By Deb Sauerhage Lehde

    Local students had a chance to learn about dairy farming during a recent dairy tour hosted by Washington County Farm Bureau.

Kindergarten, first and second grades from St. Ann’s in Nashville, and first and second grades from Trinity St. John in Nashville, visited Maple Hill Farm in rural Ashley.

Nashville High School FFA members manned several educational stations, including a dairy calf that students could pet.

Farmer Mike Chwasczinski opened his barns to 44 students 10 adults from the schools.

“When only two percent of the U.S. population consists of farm families, it becomes increasingly important to share agriculture’s story,” said Bradley D. Conant, Farm Bureau Certified Manager (FBCM) for Washington County Farm Bureau. “Mike Chwasczinski and Maple Hill Farm in rural Ashley are doing just that.”

Joyce Fikri, LDN, nutrition educator from St. Louis Dairy Council also talked to students about dairy and nutrition.

Joyce Fikri, LDN, nutrition educator from St. Louis Dairy Council talked to students about dairy and nutrition. Fikri encouraged students to get at least three servings of dairy a day.

“Dairy foods are packed with bone-building calcium,” Fikri said. “Be sure to get three servings of milk, yogurt or cheese every day for strong bones and teeth.”

The students, teachers and adult chaperones all enjoy the tour.

Students made a Dairy Farm Charm bag to help them remember what dairy cows eat and how the farmer cares for the cows.

“Farmer Mike never disappoints,” said St Ann School Kindergarten teacher Valeria Bauza. “The students enjoy all the animals and demonstrations of the work that goes into dairy farming.”

Thirteen members of the Nashville High School FFA helped with the set up and tear down and assisted with the tour by offering additional lessons on dairy farming, farm safety and animal care.

Volunteers from Farm Bureau also offered additional support.

Students also learned about equipment used in dairy farming and farm safety.

“The FFA students and other volunteers are always so helpful and understanding with the students,” Bauza said.

Chwasczinski, a Washington County Farm Bureau member, has a long history of opening his farm for educational tours.

A group photo of St. Ann and Trinity St. John students, along with NCHS FFA volunteers and Dairy Farmer Mike Chwasczinski.

In addition to opening his barns, Chwasczinski recruits neighbors to bring additional livestock.

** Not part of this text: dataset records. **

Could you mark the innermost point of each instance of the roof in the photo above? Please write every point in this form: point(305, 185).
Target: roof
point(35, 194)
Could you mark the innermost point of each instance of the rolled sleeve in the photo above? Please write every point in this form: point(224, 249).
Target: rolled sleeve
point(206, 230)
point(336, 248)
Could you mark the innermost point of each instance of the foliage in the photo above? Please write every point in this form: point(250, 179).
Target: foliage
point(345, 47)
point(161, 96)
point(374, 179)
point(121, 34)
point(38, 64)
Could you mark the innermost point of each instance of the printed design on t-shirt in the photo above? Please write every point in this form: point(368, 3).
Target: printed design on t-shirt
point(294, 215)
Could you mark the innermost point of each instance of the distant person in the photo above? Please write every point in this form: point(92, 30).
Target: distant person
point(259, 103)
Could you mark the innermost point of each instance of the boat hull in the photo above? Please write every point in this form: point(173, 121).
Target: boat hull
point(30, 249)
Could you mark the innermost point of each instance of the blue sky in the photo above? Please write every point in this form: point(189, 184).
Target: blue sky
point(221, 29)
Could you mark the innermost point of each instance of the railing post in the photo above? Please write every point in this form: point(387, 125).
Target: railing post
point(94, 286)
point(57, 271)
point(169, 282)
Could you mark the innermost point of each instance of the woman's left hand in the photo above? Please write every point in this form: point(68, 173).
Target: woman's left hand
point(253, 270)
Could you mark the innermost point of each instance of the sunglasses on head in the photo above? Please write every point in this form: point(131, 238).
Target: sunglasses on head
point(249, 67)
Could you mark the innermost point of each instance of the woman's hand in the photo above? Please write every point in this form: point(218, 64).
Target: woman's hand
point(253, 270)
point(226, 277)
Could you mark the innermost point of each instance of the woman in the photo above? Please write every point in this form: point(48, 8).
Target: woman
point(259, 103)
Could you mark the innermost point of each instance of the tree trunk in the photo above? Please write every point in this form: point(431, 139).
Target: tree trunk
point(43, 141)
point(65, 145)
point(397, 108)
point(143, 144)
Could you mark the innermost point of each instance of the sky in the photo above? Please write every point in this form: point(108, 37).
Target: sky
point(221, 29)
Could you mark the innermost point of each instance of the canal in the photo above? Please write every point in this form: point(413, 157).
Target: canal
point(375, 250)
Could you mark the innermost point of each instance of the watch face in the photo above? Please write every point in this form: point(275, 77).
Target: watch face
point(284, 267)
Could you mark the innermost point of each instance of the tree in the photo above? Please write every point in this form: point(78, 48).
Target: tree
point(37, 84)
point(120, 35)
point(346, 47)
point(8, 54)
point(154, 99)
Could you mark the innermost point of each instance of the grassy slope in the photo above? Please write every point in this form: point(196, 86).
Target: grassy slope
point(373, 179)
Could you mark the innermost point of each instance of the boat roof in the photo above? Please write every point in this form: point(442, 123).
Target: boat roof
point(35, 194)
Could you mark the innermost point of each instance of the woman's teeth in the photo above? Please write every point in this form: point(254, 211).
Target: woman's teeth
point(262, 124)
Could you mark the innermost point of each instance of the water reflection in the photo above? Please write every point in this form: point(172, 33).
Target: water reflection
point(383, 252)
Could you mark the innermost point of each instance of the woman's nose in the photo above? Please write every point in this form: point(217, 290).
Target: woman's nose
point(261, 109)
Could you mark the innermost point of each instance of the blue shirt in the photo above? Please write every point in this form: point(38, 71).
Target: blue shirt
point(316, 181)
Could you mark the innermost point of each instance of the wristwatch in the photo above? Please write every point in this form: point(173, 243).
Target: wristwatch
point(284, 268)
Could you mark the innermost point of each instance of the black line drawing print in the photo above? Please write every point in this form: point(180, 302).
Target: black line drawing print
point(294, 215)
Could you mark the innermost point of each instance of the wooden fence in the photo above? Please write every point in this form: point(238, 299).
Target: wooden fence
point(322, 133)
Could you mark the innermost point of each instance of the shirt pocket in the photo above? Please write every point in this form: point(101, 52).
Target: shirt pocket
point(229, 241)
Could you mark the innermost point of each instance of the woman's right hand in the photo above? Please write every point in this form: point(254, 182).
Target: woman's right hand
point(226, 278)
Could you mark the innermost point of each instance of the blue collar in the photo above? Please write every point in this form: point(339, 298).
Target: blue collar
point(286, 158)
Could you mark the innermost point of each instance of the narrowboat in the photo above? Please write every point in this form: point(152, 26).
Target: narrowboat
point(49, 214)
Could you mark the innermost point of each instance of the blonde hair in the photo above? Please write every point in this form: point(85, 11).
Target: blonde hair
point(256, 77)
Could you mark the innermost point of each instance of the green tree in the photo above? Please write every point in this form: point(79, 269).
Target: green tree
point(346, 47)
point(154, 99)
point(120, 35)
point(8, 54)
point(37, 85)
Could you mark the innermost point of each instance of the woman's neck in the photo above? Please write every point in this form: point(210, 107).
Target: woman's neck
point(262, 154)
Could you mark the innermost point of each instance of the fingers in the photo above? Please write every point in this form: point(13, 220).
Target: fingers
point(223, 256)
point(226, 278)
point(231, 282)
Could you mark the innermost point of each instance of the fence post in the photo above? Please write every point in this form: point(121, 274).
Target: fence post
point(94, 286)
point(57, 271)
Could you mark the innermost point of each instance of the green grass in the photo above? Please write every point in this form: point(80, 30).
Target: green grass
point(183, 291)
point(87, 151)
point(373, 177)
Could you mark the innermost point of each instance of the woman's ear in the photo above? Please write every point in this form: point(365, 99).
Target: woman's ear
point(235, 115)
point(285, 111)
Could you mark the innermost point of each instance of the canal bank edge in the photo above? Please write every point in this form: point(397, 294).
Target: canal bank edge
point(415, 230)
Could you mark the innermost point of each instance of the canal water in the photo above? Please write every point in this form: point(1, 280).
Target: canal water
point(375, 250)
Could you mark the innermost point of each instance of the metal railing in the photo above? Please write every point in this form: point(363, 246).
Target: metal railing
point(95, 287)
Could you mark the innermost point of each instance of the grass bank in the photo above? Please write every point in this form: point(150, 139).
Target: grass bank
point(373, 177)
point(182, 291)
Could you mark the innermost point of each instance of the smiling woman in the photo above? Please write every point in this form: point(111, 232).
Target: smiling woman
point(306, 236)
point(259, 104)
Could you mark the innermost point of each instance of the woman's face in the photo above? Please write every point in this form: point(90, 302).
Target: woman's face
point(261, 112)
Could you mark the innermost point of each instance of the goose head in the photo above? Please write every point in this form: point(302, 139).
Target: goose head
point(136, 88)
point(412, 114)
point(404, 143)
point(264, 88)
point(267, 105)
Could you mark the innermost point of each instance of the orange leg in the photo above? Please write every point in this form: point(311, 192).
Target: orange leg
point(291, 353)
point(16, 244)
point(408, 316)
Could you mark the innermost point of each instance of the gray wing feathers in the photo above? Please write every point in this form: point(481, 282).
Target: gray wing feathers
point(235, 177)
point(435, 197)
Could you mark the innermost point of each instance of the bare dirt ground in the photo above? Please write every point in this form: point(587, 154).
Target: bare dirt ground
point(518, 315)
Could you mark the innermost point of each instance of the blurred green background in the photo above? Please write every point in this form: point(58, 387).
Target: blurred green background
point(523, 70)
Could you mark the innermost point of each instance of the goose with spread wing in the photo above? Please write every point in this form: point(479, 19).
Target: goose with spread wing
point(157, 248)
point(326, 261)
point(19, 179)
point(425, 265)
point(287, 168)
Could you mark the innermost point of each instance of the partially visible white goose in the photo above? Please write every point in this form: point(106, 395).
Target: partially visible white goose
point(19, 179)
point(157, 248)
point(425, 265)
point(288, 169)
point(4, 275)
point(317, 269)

This year the petting zoo included rabbits, chickens and goats.

“Mike has welcomed elementary classrooms from across the county to tour his dairy farm for over 25 years,” Conant said. “Hundreds of kids from Washington County have been able to see first-hand where their milk, cheese and other dairy products come from while interacting with the numerous farm animals from Mike and his neighbors. A big thank you to Mike, his family and employees, and all the volunteers for their dedication in bringing agriculture to the youth of Washington County.”

The tour ended with cookies and milk.